Africa has a bigger area than the continental United States, Europe, India, and China combined (see Figure 2 for graphic).1 The continent is home to over 1.2 billion people and over 400 companies with revenues over $1 billion in 2017.2 The population of Africa is expected to double to over 2.4 billion people by 2050 with an estimated 89 cities growing to a population of over 1 million people by 2030.3 An estimated 80% of this growth is expected to occur in cities (see Figure 3). 4 However, most of the infrastructure needed to support this urbanization has yet to be built. Africa trailed BRIC countries (Brazil, China, India, Russia) in electricity consumption, railways, and paved roadways by 4.1x, 1.5x, and 5x respectively in 2017.5 The African Development Bank estimates there will need to be hundreds of billions of dollars of annual investment to support infrastructure, construction, transportation, electricity, water treatment, and many other areas to facilitate this continent-wide urbanization trend.6 China has taken up the role of building Africa’s infrastructure. In 2019 China built 31% and funded 20.4% of all infrastructure projects in Africa.7
The African consumer is already a formidable force with estimated annual private consumption of $1.4 trillion in 2015. Private consumption is expected to grow to $2.1 trillion by 2025.8 Discretionary income is also on the rise as 70% of African households are expected to have discretionary income by 2025, with a quarter of those households being global consumers.9 Business consumption is also on the rise and is expected to reach $3.5 trillion annually by 2025.10 Agriculture plays a huge role in Africa, roughly 60% of people in sub-Saharan Africa work or run small farms with agriculture contributing to 23% of the region’s gross domestic product (GDP).11 While Africa has enough arable land to feed itself, the continent imports much of its food supply.12,13 It is estimated that the continent could more than double its crop production by increasing farmer yields and post-harvest loss reduction. For example, African farmers lag American farmers in terms of corn yield per hectare by nearly 7 to 1.14,15 Africa is also home to vast natural resources ranging from gold, iron ore, coal, oil, natural gas, diamonds, uranium, platinum, cobalt, and many more. 16
Africa has a bubbling start-up scene that is creating innovations that are rapidly meeting the needs of the quickly changing continent. From Lagos in Nigeria to Kigali in Rwanda to Nairobi in Kenya, the tech scene is exploding with growth. Venture capital firms across the world have taken notice and have shifted resources to Africa, and over $2 billion was invested into African tech startups in 2019.17 Africa is the world’s leader in mobile money and is home to 181 million active mobile money users who transacted $456 billion in 2019.18,19 Mara Group is a prime example of African entrepreneurship. Mara Group was founded in Rwanda in 1996 and since then has created Africa’s first domestically manufactured smartphone along with a slew of other technology products. Mara employs over 11,000 people with operations and investments in 25 countries across the continent.20,21 Africa is full of budding entrepreneurs; their drive and innovation will accelerate Africa’s transformative growth and they should not be overlooked.

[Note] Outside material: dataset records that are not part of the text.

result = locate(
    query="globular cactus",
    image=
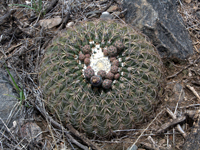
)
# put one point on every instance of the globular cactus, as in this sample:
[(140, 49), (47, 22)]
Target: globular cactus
[(118, 103)]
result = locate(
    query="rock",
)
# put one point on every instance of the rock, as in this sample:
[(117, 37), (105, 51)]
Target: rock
[(69, 25), (7, 99), (31, 130), (160, 21), (106, 15), (133, 147)]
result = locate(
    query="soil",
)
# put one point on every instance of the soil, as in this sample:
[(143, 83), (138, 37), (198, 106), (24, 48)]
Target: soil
[(22, 48)]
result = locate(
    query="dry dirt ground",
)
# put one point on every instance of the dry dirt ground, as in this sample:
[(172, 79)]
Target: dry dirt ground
[(22, 50)]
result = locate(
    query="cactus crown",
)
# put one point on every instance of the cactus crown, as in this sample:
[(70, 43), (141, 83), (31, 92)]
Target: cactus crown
[(116, 103)]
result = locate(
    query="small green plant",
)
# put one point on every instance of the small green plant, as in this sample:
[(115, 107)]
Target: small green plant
[(17, 88), (36, 6)]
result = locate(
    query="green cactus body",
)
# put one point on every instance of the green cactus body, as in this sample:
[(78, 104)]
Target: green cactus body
[(127, 98)]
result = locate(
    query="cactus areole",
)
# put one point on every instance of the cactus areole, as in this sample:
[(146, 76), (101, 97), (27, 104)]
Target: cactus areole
[(101, 77)]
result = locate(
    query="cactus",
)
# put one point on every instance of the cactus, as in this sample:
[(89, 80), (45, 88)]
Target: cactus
[(117, 103)]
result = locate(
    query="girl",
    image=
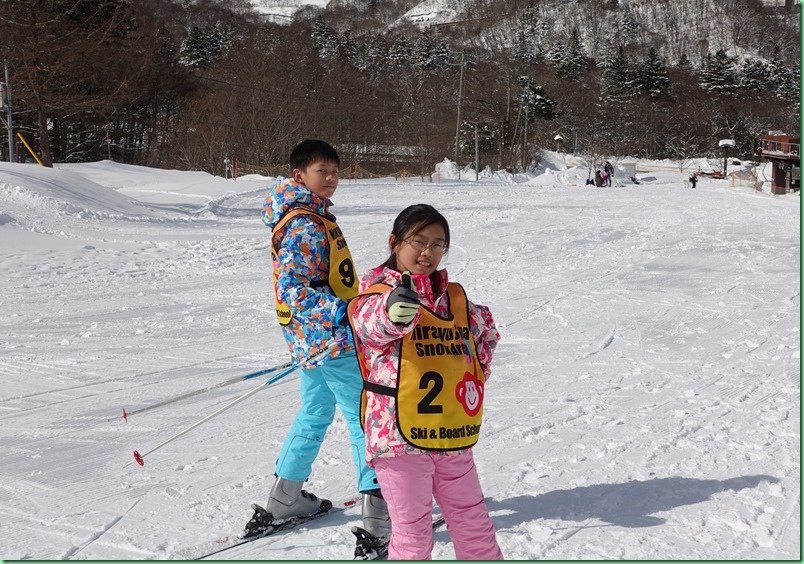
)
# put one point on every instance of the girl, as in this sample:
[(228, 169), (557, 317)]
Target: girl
[(424, 351)]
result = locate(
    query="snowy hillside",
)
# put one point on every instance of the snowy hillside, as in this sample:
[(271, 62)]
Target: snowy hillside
[(644, 401)]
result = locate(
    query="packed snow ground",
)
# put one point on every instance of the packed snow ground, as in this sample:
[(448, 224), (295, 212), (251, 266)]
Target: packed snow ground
[(644, 401)]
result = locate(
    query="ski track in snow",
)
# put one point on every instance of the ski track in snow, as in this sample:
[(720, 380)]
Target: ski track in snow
[(644, 402)]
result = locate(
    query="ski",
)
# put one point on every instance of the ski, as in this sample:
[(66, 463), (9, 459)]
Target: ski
[(370, 547), (281, 527)]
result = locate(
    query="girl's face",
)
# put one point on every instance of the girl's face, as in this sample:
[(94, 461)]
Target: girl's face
[(420, 252)]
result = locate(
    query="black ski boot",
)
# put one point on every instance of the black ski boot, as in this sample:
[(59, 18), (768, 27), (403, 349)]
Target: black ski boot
[(370, 547)]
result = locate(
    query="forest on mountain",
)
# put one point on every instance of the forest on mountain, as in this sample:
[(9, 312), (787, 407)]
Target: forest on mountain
[(185, 84)]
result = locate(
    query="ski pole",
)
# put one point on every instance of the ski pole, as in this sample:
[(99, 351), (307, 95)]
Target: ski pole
[(225, 383), (139, 458)]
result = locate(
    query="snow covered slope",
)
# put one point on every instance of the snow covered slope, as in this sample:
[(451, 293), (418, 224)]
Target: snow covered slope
[(644, 401)]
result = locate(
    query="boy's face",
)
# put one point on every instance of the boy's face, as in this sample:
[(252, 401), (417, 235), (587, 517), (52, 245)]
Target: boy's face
[(320, 177)]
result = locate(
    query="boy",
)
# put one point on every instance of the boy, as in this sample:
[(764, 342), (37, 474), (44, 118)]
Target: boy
[(313, 277)]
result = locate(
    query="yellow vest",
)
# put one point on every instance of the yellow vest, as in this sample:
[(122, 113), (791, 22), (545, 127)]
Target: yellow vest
[(341, 279), (440, 385)]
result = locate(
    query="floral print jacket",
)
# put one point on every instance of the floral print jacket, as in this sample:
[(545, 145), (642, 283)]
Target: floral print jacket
[(303, 257), (381, 339)]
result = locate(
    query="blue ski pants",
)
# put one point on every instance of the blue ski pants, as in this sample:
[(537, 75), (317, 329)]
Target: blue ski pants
[(335, 382)]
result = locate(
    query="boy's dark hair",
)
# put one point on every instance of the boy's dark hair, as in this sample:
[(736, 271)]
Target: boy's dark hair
[(410, 221), (311, 150)]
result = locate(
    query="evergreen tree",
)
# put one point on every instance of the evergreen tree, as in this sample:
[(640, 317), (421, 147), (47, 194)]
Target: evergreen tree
[(348, 49), (718, 74), (754, 77), (376, 51), (423, 52), (522, 48), (628, 24), (784, 81), (618, 83), (607, 55), (442, 55), (684, 62), (194, 50), (325, 39), (535, 100), (400, 52), (575, 60), (205, 44), (529, 33), (556, 53), (652, 77)]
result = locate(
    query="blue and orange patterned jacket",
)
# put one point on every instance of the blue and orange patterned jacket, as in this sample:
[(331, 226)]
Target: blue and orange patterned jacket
[(302, 258)]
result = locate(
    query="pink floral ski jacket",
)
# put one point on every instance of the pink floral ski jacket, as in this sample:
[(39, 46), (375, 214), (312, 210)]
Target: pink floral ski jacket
[(382, 340)]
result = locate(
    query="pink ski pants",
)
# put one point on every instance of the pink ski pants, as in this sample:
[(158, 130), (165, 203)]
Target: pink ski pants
[(410, 482)]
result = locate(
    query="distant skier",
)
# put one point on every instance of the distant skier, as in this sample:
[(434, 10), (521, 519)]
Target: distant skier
[(425, 370), (608, 168), (313, 277)]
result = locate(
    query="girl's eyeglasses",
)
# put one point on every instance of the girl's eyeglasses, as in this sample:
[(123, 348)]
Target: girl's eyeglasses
[(419, 245)]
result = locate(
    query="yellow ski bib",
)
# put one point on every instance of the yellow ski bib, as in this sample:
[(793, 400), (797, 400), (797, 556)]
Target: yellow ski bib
[(341, 279), (440, 385)]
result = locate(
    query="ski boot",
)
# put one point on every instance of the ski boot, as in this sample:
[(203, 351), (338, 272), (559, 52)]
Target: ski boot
[(288, 505), (372, 539)]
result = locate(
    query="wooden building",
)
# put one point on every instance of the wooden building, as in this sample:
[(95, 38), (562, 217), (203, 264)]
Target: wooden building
[(784, 151)]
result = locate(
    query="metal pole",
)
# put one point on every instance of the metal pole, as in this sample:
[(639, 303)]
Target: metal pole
[(460, 96), (8, 116), (477, 158)]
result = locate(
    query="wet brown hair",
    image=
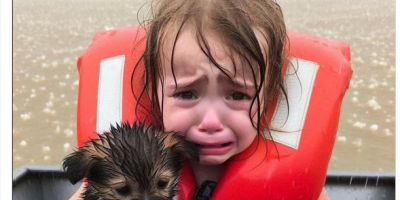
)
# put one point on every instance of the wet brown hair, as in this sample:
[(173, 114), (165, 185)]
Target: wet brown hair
[(235, 23)]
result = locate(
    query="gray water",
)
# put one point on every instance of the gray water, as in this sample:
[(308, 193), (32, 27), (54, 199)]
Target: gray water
[(49, 35)]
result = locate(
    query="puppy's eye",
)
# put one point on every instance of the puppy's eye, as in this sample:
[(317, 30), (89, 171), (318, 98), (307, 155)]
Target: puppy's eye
[(162, 183), (123, 190)]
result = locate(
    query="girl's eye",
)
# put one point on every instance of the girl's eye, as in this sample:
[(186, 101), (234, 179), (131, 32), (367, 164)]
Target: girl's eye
[(186, 95), (238, 96)]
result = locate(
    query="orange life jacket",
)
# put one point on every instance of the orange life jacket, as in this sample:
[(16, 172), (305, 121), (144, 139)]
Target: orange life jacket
[(294, 167)]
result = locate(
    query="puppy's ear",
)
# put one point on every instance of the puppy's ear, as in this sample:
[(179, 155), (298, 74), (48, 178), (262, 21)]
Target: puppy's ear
[(78, 163)]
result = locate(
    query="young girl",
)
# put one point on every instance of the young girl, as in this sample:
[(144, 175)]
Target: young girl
[(212, 68)]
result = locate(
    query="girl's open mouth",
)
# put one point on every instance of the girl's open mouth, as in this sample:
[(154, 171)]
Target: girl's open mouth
[(216, 149)]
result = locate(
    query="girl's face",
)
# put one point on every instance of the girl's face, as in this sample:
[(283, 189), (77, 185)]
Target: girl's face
[(204, 105)]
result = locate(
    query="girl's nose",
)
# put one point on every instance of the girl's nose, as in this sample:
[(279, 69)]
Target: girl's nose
[(210, 122)]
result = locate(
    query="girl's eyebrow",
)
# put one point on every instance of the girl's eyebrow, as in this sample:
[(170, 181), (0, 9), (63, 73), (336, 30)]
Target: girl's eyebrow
[(187, 81), (237, 81)]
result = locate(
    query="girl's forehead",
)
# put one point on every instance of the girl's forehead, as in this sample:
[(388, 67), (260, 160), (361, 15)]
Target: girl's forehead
[(188, 50)]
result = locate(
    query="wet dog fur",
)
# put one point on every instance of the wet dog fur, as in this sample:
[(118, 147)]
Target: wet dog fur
[(131, 162)]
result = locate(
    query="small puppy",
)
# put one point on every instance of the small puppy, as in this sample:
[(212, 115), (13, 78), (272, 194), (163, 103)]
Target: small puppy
[(131, 162)]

With all opportunities there are risks, and it is no different when investing in Africa. Finding workers with formal education or trade training has been a hurdle for many companies looking to enter the market.22 While Africa is full of ambitious and entrepreneurial young people, only 8% of students were enrolled in vocational programs and 12% of students were enrolled in tertiary programs in 2017.23 This has led to a skilled labor shortage across the continent. However, several solutions are being utilized to fix this disparity. Many firms run internal vocational training programs to develop upcoming talent.24 There are also a growing number of companies that run professional training programs that prepare African workers for corporate and business success. One such company is Generation Kenya. The talent in Africa is abundant, but companies will need to get creative and look beyond a traditional college degree to find and nurture Africa’s talent.25
Trade barriers remain a roadblock for intracontinental trade across Africa. Exports between African countries as a share of the continent’s total exports was 17% in 2017. However, in 2017, this number was 68% for Europe and 59% for Asia.26 The opportunity to increase intra-African trade is huge and the African Continental Free Trade Agreement (AfCFTA) is looking to fill this gap. Phase one of the AfCFTA, which focuses on trade barriers, took effect on January 1st, 2021. Phase two, which focuses on capital and intellectual property, is still being negotiated.27 The goal of the AfCFTA is to create a single African market, reduce tariffs by 90%, and facilitate the movement of people and capital across the continent among other objectives. Currently, 36 out of the 54 recognized member countries have ratified the agreement including the continent's largest country of Nigeria.28,29 The AfCFTA is a part of the African Union’s Agenda 2063 which aims to create pan-African financial institutions, railways, and education systems alongside other objectives by 2063.30 (See Figure 3 for a snapshot of Sub – Saharan Africa.)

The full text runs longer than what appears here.